ExplainaBoard Redefine printed out examples

Currently, ExplainaBoard prints out some error cases (for each bucket) in its report but the way of doing so is ad-hoc. Here is a suggestion for how to improve:

we will define error scores with respect to each example (overall or in an individual bucket)
either in report.json or the web interface, we write out a maximum of X examples with the highest error scores according to each definition of error score

Single System Analysis

The ranking function for examples can be:

random(): This will output random examples
lowest_score(system, metric): This will output examples with the lowest score for each metric on system system

Multi-system Analysis

The functions for single-system analysis can be used for each system, or we can also use other ones with a holistic view:

lowest_average_score(systems, metric): Lowest metric score on average across all systems.
highest_score_variance(systems, metric): Highest metric score variance across all systems.
lowest_relative_score(systems, sys_id, metric): Lowest value of the metric for systems[sys_id] minus the average of all metric values for the other systems

Apr 27 '22 14:04 neubig

For Single System Analysis, I think we can add another "metric score" column in the table. In this case, it would be per bucket. We can add a button to sort the scores ascending or descending. This allows users to see the best performing samples and worst performing samples.

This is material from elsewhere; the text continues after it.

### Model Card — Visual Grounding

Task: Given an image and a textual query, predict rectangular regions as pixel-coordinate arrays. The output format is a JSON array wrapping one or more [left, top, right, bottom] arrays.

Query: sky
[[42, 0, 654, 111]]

Sep 14 '22 17:09 noelchen90

@pfliu-nlp After a discussion with @OscarWang114, we would like to bring up some confusions/discussions we had:

Is there a reason why we display only 50 examples (in this line)? Why not display all the examples in the bucket? Can't we load the 10 examples every time the user clicks on "previous" or "next" page?
Following on the previous question, suppose we only want to display a selected number of examples. Then I think for each metric, we need to maintain two lists (suppose we have n metrics, then this is n*2 subsampled_id lists total). One for the highest metric score, and the other for the lowest metric score. Currently, we are using the same list of subsampled_ids for each metric (which is only 2 lists) . But this may not be the most informative approach since an example might have a really high score on metric A but an average score on metric B (not the highest nor the lowest)
What is the best way to calculate a metric score given one sample ID? The calculation of metric seems to be designed to process a batch of sample Ids (useful in the case of bucket analysis).

Sep 19 '22 20:09 noelchen90